Today the reading of History is at peak popularity with the public. Bestsellers like David McCullough’s “John Adams” and Doris Kearns Goodwin’s “Team of Rivals” have taken the bookstores by storm. History is now both accessible and popular to the general reader, thanks to the prolific writings of scholars like Evan Thomas or Douglas G. Brinkley.
Our purpose here is not to dissect the merits of “Popular History” – a controversial topic itself – but to examine the legacy of a once popular writer now largely forgotten by the general public.
Bernard DeVoto was born in Ogden, Utah in 1897, the son of an Italian father and a lapsed Mormon mother. Raised in the isolated, sparsely populated regions of the American West, he stood out from an early age for his keen intellect and voracious reading. A child of religious skeptics, he stood out from his peers as a loner, a freethinker, and a budding intellectual.
After a short time at the University of Utah – which he left following the firing of some unorthodox professors – DeVoto enrolled at Harvard, where he pursued the study of his twin passions, history, and literature. Eschewing the fashionable study of European or diplomatic history, DeVoto chose to specialize in the west, a region with which he had a complex relationship.
Though he had little love for his hometown and its rural parochialism, the historian possessed an abiding love for the west – its history, its people, and its wide open spaces.
After a short stint as a teacher – during which time he experienced one of his periodic bouts of depression – DeVoto recovered his fortunes and secured a position at Northwestern, where he met and married his wife, Avis.
At Northwestern DeVoto’s rising star shone brightly. His sparkling prose and outspoken liberalism earned him a place as a popular essayist, allowing him entry into the exciting literary world of the 1920’s. DeVoto’s early novels — he had not yet begun to write history — gained him respect as a writer and in 1927 he obtained a position at Harvard.

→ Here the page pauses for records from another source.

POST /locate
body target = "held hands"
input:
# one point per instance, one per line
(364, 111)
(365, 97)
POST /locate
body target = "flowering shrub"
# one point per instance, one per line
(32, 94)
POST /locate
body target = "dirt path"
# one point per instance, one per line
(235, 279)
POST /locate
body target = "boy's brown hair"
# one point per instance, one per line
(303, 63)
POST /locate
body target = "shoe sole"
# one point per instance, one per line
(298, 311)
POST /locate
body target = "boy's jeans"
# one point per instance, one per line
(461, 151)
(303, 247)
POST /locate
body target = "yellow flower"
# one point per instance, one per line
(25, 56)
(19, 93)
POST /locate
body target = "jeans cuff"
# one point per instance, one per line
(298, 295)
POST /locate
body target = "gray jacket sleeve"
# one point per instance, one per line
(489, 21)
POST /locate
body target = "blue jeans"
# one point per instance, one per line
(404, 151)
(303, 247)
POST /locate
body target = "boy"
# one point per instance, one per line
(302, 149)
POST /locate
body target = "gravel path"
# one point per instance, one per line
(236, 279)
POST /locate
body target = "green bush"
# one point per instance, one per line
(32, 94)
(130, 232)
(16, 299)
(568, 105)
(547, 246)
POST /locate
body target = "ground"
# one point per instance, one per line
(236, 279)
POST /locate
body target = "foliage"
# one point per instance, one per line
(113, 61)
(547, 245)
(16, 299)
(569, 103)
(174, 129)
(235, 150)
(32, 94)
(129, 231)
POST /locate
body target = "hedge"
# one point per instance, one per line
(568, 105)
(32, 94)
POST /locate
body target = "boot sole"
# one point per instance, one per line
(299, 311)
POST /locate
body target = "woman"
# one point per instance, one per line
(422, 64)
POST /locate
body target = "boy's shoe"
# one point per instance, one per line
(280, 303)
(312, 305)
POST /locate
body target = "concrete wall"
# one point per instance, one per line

Here, the historian’s western background and blunt-spoken nature began to work against him. Though he coveted Harvard tenure, he never attained a permanent professorship, remaining an outsider in the university’s waspish environment.
But his fame as a writer grew steadily. His 1932 biography “Mark Twain’s America” established him as an authority on the great novelist, and soon led to a monthly column for Harper’s Magazine.
In the meantime, Devoto prospered as a literary critic. He briefly ran New York’s “Saturday Review of Literature” and gained notoriety as a perceptive, if acerbic, judge of novels. He feuded with Thomas Wolfe and Sinclair Lewis; the latter penned an essay entitled “Fools, Liars, and Mr. DeVoto.”
Yet, DeVoto’s contrarian nature worked to his advantage. Manic productivity and pugnacious wit characterized his elegant, fast-moving prose style. Having largely given up the pursuit of fiction, DeVoto now turned to his first and deepest passion – the writing of history.
“1846: The Year of Decision” was the first volume of DeVoto’s great western trilogy. The other volumes – “The Course of Empire” and “Across the Wide Missouri” – followed shortly, and together constitute DeVoto’s single largest contribution to history. “1846” is a narrative history of the soldiers, pioneers, and mountain men who traveled west on the eve of the Mexican war, forming the spearhead of Manifest Destiny; “Across the Wide Missouri” is an engaging history of the fur trade, the West's first great business; and “The Course of Empire” is a sprawling history of exploration from the Vikings to the American West.
DeVoto’s other works – including a classic edition of the Lewis and Clark journals and a quixotic study of cocktails, “The Hour” – date from this productive period.
DeVoto was more than just an author. From the 1940’s onward he became a prominent voice for conservationism, civil liberties, and other progressive causes. At Harvard, he mentored the rising undergraduate Arthur Schlesinger Jr., imbibed dedicated to American history, liberal politics, and well-crafted prose.
Unlike most modern historians, DeVoto did not cater exclusively to the academic community or the general public. Rather, he sought to reach both average readers and the academy, combining lively writing with serious academic research.
DeVoto’s productivity was fortunate, for his career was sadly short. Stricken by a heart attack in 1955, he died suddenly at age 58. He left behind reams of novels and histories, an unfinished work of western ecology, and scores of diverse essays. His influence on historical writers – from Arthur Schlesinger to Wallace Stegner – was enormous, and he remains regarded as one of the foremost historians of the west. Rarely has another scholar written so much, about so much, in such a tragically short time.